We did not attempt to qualify “back pain” in terms of mechanism other than “likely immune mediated”. Back pain features in RTX adverse reaction classification (Grade 1) [25] but it is completely absent from other classifications of allergic reactions [33]. Interestingly it is reported in the pivotal case report of cytokine release syndrome [24], so despite the pathophysiology being poorly understood it is a well-recognized phenomenon. In our patients it was not associated with other significant symptoms, except for fever in one patient.

Another interesting finding was the relatively high proportion of males (4/7 compared with 18/118) who experienced an IRR. This is consistent with results published in the haematology and oncology literature [25, 27]. When considering other allergic reactions there is no significant sex differences in the rates of IgE mediated drug (penicillin) reactions [34]. However presentations for allergic disease are female predominant in adults [35], so the reasons for the phenomena observed here are not clear although possibly due to higher cytokine release.

We also noted that most reactions occurred with the second infusion, which contrasts with available literature in the SLE clinical trials and other diseases, where overwhelmingly the first infusion confers the highest risk [4] [5]. This may well be due to under-reporting of milder IRRs in our cohort and being a retrospective study.
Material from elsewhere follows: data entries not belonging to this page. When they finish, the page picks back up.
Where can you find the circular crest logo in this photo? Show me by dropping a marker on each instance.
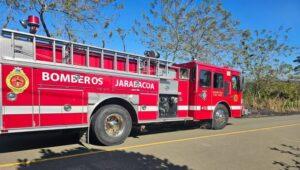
(235, 98)
(203, 95)
(17, 81)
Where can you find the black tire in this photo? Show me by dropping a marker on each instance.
(99, 124)
(220, 117)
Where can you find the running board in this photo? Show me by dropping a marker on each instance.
(176, 119)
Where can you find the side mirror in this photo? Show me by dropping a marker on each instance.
(242, 84)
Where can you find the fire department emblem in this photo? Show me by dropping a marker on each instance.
(203, 95)
(17, 81)
(235, 98)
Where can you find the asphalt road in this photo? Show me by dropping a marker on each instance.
(251, 143)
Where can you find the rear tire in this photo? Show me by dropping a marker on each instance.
(220, 117)
(111, 125)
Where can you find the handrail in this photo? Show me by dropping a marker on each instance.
(78, 44)
(72, 46)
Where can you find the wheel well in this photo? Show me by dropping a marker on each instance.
(121, 102)
(227, 106)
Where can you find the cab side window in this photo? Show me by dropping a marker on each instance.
(235, 80)
(205, 78)
(218, 80)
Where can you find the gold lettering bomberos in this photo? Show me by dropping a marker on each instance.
(17, 81)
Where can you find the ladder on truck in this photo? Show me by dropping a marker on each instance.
(143, 63)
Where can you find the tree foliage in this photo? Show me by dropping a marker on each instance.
(297, 68)
(260, 54)
(72, 16)
(184, 29)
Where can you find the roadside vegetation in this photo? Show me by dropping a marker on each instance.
(181, 30)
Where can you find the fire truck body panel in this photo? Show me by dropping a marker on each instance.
(48, 86)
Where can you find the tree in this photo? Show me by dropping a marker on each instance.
(297, 68)
(75, 16)
(122, 34)
(181, 29)
(260, 54)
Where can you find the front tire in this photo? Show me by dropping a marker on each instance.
(111, 125)
(220, 119)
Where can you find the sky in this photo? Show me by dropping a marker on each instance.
(252, 14)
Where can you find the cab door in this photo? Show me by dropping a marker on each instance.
(204, 92)
(200, 92)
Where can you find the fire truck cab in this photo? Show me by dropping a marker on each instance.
(52, 84)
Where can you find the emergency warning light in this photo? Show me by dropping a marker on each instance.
(33, 22)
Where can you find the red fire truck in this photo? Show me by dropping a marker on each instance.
(52, 84)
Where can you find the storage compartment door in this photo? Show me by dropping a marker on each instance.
(61, 107)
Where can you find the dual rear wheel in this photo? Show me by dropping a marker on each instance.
(111, 125)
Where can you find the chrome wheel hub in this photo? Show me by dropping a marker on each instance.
(114, 125)
(220, 117)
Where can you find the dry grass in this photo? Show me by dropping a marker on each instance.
(274, 105)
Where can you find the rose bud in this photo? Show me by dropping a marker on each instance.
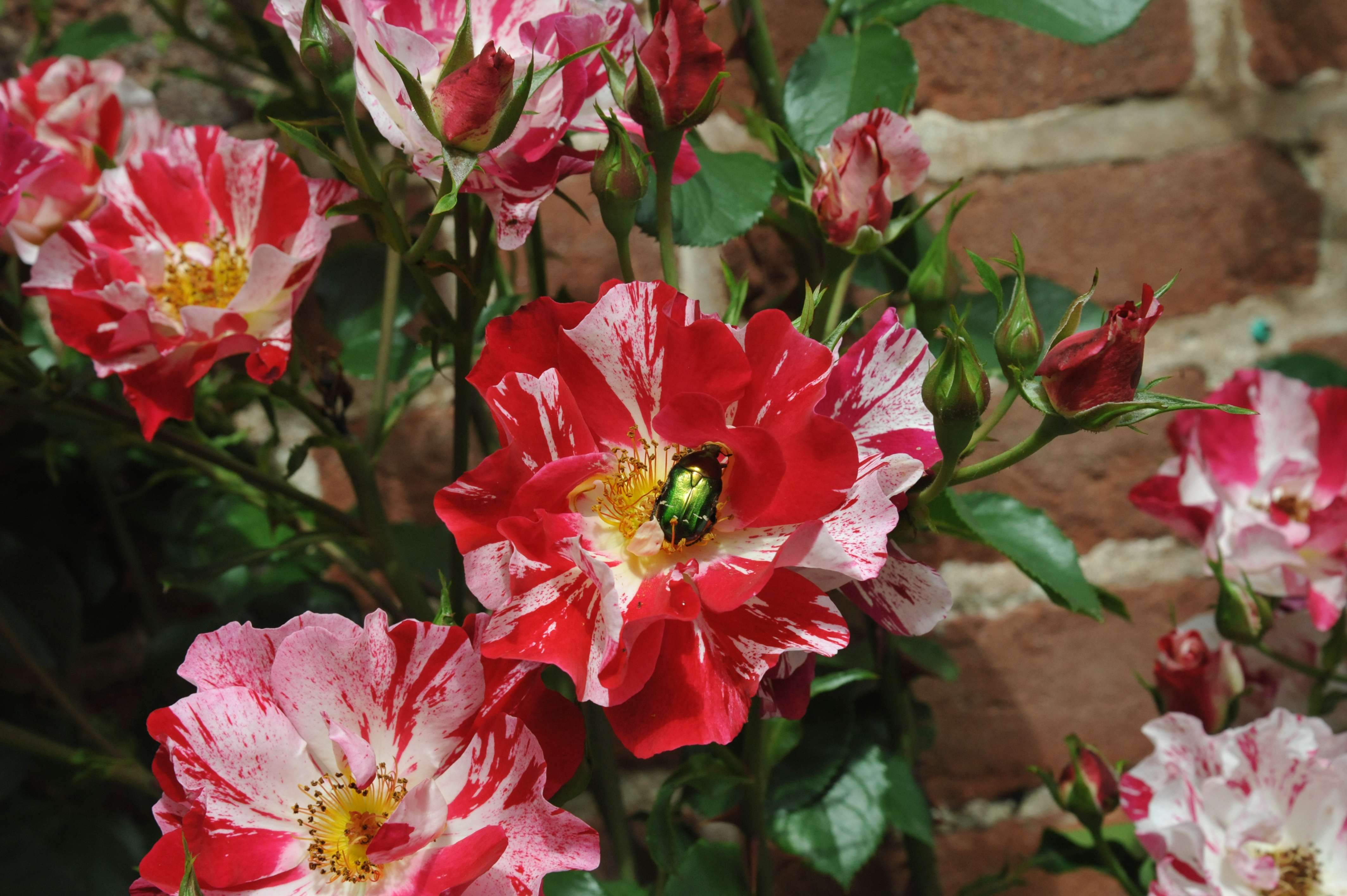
(328, 54)
(619, 178)
(678, 71)
(1101, 366)
(469, 102)
(1093, 793)
(1243, 615)
(1199, 674)
(874, 161)
(1019, 337)
(955, 391)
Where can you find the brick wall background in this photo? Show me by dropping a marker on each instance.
(1209, 139)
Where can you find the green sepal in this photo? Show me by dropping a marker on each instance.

It was also of interest that there was little difference in terms of the cycle number in the IRR vs No IRR groups. As most patients who had an infusion reaction were not retreated, this highlights the need for constant vigilance for IRR which needs to be maintained over each infusion during additional cycles of RTX.
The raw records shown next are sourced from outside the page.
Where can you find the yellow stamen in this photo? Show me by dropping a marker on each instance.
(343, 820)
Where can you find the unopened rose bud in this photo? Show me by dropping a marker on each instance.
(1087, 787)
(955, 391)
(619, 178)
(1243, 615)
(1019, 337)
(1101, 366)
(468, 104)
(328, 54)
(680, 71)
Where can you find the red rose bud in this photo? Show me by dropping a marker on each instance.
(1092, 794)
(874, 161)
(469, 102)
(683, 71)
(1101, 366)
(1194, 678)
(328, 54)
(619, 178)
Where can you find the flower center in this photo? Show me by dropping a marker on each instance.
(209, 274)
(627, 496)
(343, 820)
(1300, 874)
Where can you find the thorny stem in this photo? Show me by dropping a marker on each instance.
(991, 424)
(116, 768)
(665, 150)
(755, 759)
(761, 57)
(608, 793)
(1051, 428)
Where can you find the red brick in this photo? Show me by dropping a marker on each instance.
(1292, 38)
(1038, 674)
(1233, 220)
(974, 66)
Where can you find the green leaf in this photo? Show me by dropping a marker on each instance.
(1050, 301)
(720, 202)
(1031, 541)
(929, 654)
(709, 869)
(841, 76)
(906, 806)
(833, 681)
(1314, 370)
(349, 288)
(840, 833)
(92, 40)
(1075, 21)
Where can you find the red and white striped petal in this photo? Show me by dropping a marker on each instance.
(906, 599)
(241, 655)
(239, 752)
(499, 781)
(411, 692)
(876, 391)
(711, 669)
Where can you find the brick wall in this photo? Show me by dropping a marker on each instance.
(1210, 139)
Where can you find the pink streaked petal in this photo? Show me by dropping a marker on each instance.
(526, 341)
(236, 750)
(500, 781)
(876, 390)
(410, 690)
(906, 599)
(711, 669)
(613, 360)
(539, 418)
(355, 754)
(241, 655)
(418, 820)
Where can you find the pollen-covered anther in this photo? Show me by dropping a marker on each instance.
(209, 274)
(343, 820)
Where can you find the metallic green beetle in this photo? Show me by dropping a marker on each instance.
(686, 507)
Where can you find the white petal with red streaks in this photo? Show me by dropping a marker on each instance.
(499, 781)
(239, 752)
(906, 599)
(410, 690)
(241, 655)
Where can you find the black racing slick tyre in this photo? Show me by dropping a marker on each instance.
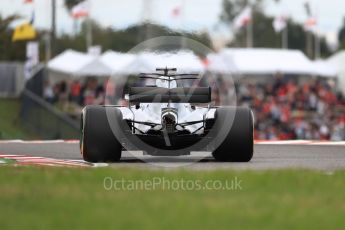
(238, 145)
(98, 143)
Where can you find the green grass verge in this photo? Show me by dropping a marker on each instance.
(10, 127)
(61, 198)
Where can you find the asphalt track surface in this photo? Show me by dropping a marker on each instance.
(266, 156)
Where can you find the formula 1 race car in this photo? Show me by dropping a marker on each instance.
(165, 119)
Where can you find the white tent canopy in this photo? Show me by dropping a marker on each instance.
(79, 64)
(338, 62)
(268, 61)
(183, 61)
(220, 64)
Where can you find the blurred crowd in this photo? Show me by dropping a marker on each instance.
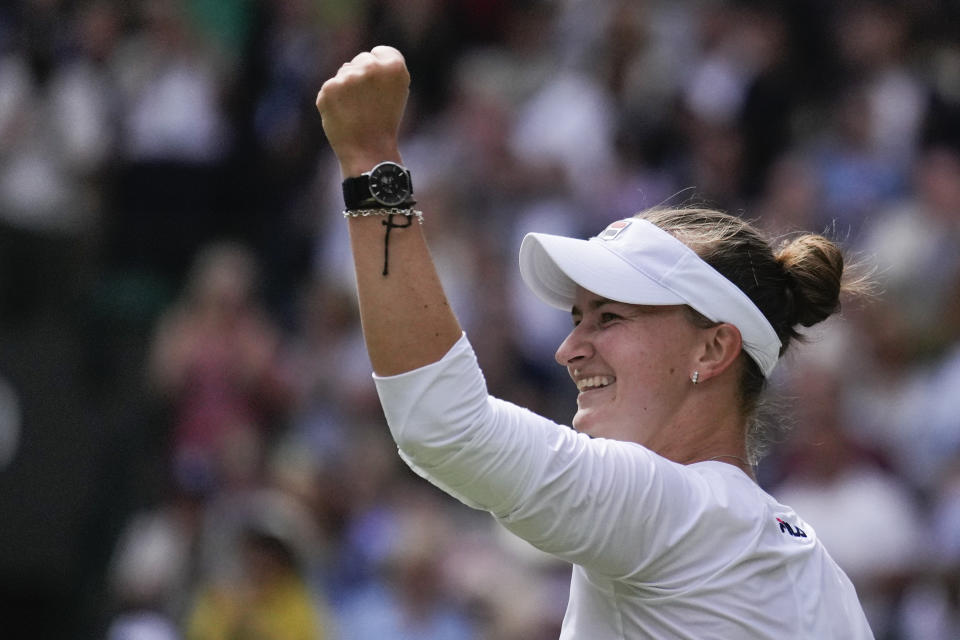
(191, 446)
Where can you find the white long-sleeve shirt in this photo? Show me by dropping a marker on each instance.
(660, 549)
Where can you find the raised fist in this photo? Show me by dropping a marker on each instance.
(361, 107)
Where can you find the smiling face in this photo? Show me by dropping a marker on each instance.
(632, 366)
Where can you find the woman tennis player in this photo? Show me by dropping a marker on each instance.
(679, 317)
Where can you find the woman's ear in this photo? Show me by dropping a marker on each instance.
(722, 346)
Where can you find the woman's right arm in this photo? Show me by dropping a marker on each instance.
(407, 321)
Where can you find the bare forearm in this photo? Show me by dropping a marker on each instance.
(407, 320)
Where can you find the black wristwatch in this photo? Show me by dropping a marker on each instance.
(387, 185)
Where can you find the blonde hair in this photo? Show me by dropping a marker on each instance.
(797, 283)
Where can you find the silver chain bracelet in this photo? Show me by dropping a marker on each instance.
(363, 213)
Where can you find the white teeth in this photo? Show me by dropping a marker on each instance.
(594, 382)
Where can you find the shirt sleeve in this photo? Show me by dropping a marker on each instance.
(602, 503)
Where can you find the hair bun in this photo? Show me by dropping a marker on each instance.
(814, 268)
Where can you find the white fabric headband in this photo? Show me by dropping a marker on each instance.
(637, 262)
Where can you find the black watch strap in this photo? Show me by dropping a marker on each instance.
(358, 195)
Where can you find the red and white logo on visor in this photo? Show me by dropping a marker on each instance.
(614, 230)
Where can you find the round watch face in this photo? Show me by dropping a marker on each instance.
(389, 184)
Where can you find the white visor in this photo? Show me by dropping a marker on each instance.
(637, 262)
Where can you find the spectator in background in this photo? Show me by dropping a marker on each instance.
(868, 521)
(410, 600)
(267, 596)
(215, 359)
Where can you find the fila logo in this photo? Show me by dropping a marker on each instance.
(614, 229)
(796, 532)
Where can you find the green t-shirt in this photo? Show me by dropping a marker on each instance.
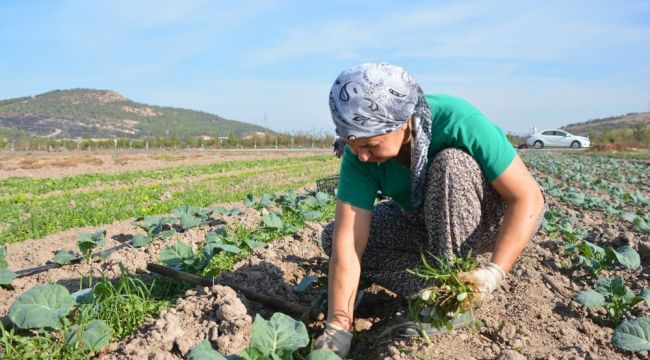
(455, 124)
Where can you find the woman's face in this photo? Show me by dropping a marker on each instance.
(378, 148)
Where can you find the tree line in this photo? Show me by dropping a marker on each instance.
(26, 142)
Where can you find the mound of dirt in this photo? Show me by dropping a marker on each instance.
(214, 313)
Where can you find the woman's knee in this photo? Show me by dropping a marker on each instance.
(453, 158)
(326, 238)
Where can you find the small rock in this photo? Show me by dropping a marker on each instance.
(231, 311)
(510, 355)
(393, 351)
(183, 345)
(644, 250)
(362, 325)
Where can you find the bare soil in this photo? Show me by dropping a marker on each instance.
(531, 316)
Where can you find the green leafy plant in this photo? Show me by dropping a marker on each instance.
(595, 259)
(278, 338)
(63, 257)
(191, 216)
(216, 241)
(89, 241)
(227, 212)
(155, 226)
(447, 296)
(264, 201)
(90, 337)
(180, 256)
(6, 275)
(614, 296)
(43, 306)
(123, 304)
(139, 240)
An unmet clinical imperative is to be able to establish the nature of the IRR in individual patients. In those with a demonstrated allergic mechanism for a reaction, slowing the infusion rate, which is often the 1st line treatment of IRR in the available protocols, is not sufficient [26, 27, 36]. The advent of desensitisation for biologics, which has been demonstrated as effective and safe [26] may potentially allow more patients to continue to benefit from RTX in spite of suffering an IRR, especially in those with few other therapeutic options. In this cohort there are an estimated 20.8% (5/24) of reactions proposed to be immunoglobulin (IgE or IgG) mediated and therefore possibly amenable to desensitisation.

There are also significant limitations of a retrospective review, the most significant of which are lack of data available with regards to concurrent medications, timing of the pre-medications, timing of the reaction, previous drug allergies and reliable history of atopy. These would be important things to capture in future prospective studies.

Conclusion

This retrospective review of SLE patients who received RTX reports a detailed exploration of adverse reactions. Rates of IRRs to RTX appear to be more significant than in SLE than in other disease cohorts. They can occur at any time during individual treatments and during different cycles and are likely to have several different underlying aetiologies. In our cohort reactions were more common in men. Further prospective studies are needed to establish relevant mechanisms, and hence best practice for treatment and prevention.